A: We have a waiting list of schools that want us to open a Closet. The sponsorship to help us open a new Closet is $5,000 per school ($10,000 if it is a uniform-wearing school). So we’d love TPC members to be ambassadors for us, to help spread the word to people who might want to be sponsors and help us open in a new school.

Caties Closet Line-Up

We always need Closet Champions, volunteers that visit a Closet regularly to maintain the store, keep things neat, and place inventory orders with our main distribution center.

Probably the easiest way for people to help is by hosting donation drives for us: We provide flyers and boxes, and we pick up the donations you’ve collected. All the host has to do is to help get the word out to their neighborhood, friends, or office about donating. It can be a drive for toiletries, clothes, shoes, or to raise money so we can purchase underwear and socks.

Of course we’ll take any volunteer who has a skill they want to share, like marketing, PR, grant-writing, whatever you can do!

To learn more about volunteering, or to find out how you can support a school Closet, contact Mickey: mickey@catiescloset.org.

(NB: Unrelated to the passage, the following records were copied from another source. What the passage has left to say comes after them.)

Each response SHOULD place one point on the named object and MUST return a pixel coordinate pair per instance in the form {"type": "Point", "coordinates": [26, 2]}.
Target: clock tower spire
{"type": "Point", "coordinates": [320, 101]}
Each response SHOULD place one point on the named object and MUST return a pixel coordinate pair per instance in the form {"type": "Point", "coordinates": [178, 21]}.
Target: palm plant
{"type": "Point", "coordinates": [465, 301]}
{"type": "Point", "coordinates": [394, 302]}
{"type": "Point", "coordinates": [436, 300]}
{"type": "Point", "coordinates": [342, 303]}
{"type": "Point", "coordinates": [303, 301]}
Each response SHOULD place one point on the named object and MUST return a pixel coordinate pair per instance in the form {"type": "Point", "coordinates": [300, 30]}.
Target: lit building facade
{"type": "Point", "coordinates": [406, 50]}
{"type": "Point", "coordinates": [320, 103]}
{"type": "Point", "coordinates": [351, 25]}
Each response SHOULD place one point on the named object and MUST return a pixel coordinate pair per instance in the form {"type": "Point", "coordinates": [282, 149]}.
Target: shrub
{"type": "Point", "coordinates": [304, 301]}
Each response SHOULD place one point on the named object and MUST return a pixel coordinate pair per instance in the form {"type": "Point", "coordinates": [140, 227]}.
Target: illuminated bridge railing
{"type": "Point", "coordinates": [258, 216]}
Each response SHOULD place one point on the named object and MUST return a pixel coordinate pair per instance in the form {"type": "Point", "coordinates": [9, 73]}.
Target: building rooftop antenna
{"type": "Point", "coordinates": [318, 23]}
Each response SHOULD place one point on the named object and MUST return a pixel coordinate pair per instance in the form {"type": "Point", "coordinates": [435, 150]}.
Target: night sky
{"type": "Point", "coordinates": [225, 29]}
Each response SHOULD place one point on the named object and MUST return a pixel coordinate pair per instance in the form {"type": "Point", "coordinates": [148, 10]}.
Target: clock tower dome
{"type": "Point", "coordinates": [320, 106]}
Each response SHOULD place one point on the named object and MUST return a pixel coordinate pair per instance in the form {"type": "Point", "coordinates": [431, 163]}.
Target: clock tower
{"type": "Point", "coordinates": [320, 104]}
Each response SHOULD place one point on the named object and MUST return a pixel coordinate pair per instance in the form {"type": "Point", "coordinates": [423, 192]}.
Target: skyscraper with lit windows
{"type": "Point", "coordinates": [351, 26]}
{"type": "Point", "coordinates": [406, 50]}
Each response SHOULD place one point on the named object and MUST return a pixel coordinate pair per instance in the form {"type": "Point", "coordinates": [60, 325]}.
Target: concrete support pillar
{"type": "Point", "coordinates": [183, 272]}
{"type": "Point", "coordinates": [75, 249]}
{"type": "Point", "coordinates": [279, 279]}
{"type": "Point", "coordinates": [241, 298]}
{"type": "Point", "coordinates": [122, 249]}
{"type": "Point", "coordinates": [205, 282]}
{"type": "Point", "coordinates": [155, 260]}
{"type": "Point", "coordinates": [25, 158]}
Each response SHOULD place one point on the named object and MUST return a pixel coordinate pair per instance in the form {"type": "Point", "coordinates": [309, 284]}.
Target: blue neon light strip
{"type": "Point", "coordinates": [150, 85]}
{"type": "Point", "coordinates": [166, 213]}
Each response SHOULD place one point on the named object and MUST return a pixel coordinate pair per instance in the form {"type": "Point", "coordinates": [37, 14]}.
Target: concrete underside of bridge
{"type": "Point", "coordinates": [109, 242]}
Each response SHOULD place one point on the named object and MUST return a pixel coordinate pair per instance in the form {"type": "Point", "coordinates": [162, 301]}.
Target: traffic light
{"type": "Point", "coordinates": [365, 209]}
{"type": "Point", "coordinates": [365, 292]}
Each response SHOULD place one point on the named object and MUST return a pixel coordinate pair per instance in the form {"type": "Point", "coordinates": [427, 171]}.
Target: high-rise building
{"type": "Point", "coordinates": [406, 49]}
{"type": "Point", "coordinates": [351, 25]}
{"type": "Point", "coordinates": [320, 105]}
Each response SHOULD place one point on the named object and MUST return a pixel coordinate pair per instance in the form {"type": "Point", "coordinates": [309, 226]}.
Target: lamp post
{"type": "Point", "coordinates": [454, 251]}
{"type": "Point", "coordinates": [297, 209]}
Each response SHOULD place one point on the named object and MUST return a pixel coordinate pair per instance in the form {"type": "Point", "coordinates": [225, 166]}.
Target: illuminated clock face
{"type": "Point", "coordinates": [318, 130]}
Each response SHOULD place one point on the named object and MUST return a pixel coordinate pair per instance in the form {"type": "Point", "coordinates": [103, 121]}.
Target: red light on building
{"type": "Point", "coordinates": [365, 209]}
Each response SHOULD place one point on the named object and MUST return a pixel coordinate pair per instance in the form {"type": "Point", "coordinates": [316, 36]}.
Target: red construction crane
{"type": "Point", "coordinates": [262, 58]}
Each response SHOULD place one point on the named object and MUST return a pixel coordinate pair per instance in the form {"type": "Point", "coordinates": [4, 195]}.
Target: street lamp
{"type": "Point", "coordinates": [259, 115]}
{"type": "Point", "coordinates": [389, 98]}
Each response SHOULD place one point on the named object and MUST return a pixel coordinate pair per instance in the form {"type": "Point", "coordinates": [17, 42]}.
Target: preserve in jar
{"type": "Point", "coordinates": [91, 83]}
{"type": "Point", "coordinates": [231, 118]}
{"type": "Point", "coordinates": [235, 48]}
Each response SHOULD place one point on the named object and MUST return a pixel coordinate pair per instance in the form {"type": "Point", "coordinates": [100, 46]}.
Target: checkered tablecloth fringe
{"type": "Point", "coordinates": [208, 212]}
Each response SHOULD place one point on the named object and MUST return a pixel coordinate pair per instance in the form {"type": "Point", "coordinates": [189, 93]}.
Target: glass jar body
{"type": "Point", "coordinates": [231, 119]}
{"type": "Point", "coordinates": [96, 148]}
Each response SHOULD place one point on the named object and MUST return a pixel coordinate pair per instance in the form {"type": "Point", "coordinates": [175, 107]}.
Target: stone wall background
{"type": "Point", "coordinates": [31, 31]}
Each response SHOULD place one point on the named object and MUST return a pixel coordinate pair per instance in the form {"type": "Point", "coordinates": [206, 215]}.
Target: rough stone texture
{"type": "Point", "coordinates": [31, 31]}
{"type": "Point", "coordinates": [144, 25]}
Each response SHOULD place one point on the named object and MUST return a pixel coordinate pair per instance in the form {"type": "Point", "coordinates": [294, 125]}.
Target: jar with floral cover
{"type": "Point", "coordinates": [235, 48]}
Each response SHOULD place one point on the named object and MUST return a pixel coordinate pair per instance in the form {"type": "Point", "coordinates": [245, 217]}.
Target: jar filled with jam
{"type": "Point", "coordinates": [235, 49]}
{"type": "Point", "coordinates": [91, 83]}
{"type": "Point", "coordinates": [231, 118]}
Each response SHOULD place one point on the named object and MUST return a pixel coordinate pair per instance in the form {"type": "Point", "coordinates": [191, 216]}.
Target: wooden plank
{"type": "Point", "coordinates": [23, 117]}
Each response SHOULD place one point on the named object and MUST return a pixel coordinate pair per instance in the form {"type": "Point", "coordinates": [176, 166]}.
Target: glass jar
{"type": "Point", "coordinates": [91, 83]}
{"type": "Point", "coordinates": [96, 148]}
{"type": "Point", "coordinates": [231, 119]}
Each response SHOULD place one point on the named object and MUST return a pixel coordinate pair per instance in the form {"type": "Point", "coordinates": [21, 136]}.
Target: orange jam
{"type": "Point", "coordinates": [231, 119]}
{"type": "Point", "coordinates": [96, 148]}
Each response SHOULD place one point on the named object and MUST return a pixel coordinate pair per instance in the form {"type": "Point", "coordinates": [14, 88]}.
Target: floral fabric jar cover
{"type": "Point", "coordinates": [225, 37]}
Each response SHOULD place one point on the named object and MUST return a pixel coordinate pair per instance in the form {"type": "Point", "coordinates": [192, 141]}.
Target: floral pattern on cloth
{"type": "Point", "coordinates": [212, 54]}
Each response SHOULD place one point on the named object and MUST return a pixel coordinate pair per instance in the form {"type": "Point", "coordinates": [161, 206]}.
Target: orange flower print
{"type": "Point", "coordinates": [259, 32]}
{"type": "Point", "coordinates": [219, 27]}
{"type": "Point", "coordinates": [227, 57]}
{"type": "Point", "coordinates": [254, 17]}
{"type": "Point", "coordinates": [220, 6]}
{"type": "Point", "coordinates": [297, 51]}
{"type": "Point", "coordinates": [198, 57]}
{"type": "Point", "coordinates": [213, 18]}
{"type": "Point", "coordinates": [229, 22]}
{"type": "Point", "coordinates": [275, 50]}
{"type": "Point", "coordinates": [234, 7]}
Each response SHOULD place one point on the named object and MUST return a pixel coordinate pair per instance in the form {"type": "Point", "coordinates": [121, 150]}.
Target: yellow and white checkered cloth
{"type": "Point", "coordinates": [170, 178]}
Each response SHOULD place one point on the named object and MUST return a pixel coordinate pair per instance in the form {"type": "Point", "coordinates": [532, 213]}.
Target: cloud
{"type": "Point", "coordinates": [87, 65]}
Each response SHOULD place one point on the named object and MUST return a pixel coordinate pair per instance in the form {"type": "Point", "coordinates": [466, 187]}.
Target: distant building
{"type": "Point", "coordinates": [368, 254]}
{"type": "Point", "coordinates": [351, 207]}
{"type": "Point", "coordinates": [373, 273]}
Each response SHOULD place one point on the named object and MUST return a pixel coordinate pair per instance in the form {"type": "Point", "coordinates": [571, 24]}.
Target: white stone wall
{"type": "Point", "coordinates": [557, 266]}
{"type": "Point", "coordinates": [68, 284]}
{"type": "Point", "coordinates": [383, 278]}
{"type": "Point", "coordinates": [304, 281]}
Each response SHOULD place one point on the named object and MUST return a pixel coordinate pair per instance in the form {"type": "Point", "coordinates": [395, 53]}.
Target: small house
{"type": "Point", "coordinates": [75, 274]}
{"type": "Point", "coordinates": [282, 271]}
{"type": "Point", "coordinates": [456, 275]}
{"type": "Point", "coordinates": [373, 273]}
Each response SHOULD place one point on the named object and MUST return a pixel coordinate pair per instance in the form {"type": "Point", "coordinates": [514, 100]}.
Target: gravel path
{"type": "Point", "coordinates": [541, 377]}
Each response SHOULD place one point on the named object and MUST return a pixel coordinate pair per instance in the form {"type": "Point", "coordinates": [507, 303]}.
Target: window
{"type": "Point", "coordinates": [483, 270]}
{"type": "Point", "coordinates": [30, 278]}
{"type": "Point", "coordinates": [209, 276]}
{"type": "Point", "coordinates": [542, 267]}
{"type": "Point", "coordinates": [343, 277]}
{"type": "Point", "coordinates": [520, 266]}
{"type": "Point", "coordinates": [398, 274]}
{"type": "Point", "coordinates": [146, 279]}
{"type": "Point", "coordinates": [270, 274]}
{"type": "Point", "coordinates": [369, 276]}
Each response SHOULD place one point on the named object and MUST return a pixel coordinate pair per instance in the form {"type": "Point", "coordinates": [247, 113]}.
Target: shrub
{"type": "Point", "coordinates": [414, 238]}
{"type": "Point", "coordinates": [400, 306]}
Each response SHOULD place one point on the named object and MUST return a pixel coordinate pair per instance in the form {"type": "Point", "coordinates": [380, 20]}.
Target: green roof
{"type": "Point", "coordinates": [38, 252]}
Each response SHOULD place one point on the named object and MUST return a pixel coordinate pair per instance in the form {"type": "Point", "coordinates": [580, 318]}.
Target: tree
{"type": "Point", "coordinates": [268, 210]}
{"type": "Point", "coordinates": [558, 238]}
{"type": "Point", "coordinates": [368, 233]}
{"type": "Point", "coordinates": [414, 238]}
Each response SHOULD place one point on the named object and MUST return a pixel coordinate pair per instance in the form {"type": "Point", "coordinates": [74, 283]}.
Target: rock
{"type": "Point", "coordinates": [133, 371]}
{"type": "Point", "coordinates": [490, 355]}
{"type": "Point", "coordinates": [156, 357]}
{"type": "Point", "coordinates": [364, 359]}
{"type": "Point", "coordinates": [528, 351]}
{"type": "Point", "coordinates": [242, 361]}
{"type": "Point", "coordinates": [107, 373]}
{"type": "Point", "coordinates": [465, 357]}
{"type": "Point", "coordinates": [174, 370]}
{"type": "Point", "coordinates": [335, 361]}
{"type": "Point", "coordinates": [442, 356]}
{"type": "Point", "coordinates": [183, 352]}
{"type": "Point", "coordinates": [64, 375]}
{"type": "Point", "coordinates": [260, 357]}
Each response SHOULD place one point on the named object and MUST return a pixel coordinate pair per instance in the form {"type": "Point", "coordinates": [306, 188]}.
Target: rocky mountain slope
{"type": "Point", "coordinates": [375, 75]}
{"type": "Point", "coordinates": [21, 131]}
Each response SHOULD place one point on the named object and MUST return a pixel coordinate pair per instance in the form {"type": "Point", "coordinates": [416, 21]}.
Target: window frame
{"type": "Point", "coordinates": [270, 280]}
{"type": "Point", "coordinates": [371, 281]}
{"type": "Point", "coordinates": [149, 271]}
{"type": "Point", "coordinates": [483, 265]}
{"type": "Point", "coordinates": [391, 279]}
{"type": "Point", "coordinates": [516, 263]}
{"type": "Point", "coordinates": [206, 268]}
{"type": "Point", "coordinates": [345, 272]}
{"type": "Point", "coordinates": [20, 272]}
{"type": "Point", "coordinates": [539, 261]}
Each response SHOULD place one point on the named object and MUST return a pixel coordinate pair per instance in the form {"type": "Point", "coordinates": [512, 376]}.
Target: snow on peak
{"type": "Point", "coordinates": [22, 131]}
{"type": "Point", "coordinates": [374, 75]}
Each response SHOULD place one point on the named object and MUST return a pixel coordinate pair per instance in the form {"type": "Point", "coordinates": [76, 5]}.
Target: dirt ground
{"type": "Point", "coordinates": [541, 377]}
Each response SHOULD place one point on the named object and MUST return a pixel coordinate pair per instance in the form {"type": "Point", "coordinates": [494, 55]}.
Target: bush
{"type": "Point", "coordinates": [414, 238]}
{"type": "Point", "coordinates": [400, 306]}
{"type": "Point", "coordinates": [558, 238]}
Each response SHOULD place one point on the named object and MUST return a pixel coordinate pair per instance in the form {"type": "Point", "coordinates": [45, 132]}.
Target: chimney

To “meet” Mickey and learn about the recently opened Boston Closet, click to see press coverage by WCVB Channel 5, FOX25 News, and the Boston Globe.

 

Spotlight on TPC Member:
Lilia Wood Weisfeldt

Many TPC members consider ourselves lifelong learners – we join book and film groups, register each fall for adult education courses, and participate in the latest fitness craze at the gym. Zumbatomics, anyone? TPC member Lilia Weisfeldt endulges our quest for self-improvement – and fun – as the owner of Ballrooom in Boston, where she claims she can teach anyone to dance. Interview by TPC member Marla Felcher

lilia-wood-weisfeldt-headshot

Q: Lilia, I’m sure the question that is at the top of everyone’s mind is: How did you come to be a ballroom dancer?
A: I arrived in Boston to go to Wellesley College in 2000. The summer between my sophomore and junior year in college, I lived with my parents in Arizona. I didn’t know anyone there, and was looking for something to do, when I saw an ad for a free ballroom dance class. On a whim, I went. After that class I was on a high. I went to that studio every day that summer.

Q: What happened when you went back to school? Did you dance at Wellesley?
A: M.I.T. has a ballroom dance team that I learned Wellesley students could participate in. I worked really hard in order to make the M.I.T. team. Which I did.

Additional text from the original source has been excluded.